POSTED RESPONSES TO A COLUMN BY CLIVE CROOK IN THE FINANCIAL TIMES
Many of the criticisms here are true, especially those about costs.
But since when in America is it possible to legislate a neat, rational, economical, sensible bill about anything?
That's not just a sarcasm.
American legislation is often so convoluted, so fraught with nonsense, that it in practice it achieves the opposite of its title.
That's just a reality of government in America.
The one real merit of this legislation is that the door is finally thrown open to some extent on healthcare.
And that's no small thing.
With time, the legislation will be refined, improved, and perhaps changed significantly.
The real truth is that America - with its opinionated extremes, its ideologies, and its sheer volume of noise - learns often only by banging its head against walls.
We have seen that time and time again.
Turning America in anything is like turning a super-oil tanker in a tight channel, and too often there is a drunk at the helm.
America is a chaotic society, yet pretends to be well organized, and it is overflowing with posing and melodrama.
It is, as Robert Hughes said, a culture of complaint.
"...it is opposed by most of the country; and it is now law. I would never have believed this possible in the United States."
Clive Crook, that statement by someone as well-informed as you astounds me.
A great many major votes in Congress do not reflect general public opinion in America. Check out public opinion on subjects like gun control, abortion, and some of America's wars.
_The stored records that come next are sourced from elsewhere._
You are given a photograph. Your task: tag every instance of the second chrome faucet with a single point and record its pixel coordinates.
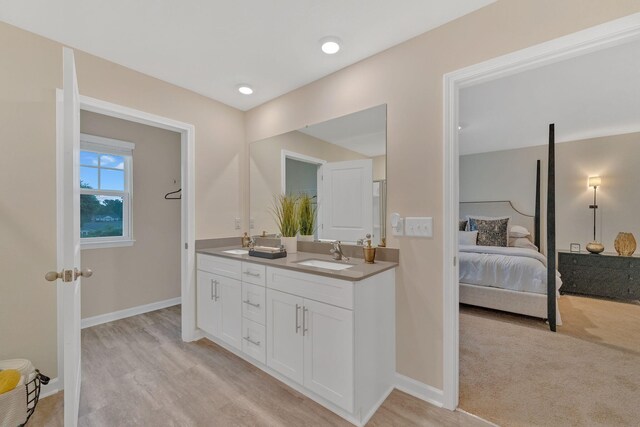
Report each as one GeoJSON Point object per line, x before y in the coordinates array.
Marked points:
{"type": "Point", "coordinates": [336, 251]}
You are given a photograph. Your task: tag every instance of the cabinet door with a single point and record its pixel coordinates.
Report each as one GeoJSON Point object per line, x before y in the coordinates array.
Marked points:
{"type": "Point", "coordinates": [230, 299]}
{"type": "Point", "coordinates": [328, 352]}
{"type": "Point", "coordinates": [207, 307]}
{"type": "Point", "coordinates": [284, 334]}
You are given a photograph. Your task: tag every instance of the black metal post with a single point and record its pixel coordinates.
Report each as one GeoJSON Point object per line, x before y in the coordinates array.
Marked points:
{"type": "Point", "coordinates": [551, 232]}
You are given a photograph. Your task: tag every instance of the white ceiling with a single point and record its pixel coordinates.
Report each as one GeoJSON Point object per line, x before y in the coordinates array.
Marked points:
{"type": "Point", "coordinates": [211, 46]}
{"type": "Point", "coordinates": [592, 95]}
{"type": "Point", "coordinates": [364, 132]}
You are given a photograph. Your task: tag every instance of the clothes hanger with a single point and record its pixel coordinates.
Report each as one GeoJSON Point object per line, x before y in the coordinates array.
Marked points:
{"type": "Point", "coordinates": [168, 195]}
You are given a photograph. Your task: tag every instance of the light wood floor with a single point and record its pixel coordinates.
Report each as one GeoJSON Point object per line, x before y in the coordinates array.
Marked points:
{"type": "Point", "coordinates": [137, 371]}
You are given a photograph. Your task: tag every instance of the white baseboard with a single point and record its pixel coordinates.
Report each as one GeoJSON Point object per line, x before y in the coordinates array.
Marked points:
{"type": "Point", "coordinates": [53, 387]}
{"type": "Point", "coordinates": [420, 390]}
{"type": "Point", "coordinates": [133, 311]}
The truth is that a great many Americans do not vote, so while their views are reflected in a valid poll, they have no political influence.
Also, Congress blurs many issues with immensely complex omnibus bills, making it difficult to sort out votes.
And since representation is what economists call "bundled," voters will forget or forgive an unwelcome vote on some issues so long as they get what they want on others.
In a political duopoly, no voter gets the policies he or wants without lots of extra baggage from either party.
Finally, there has been an immense amount of misinformation, genuinely stupid stuff like the rubbish about death panels put forward by genuine airheads like Sarah Palin.
Once voters see that such misinformation is what it is, views will alter. There will undoubtedly be a big educational drive too.
I would have much preferred another approach - this one has many shortcomings - but it is step forward, and it will make it easier to make refinements in future.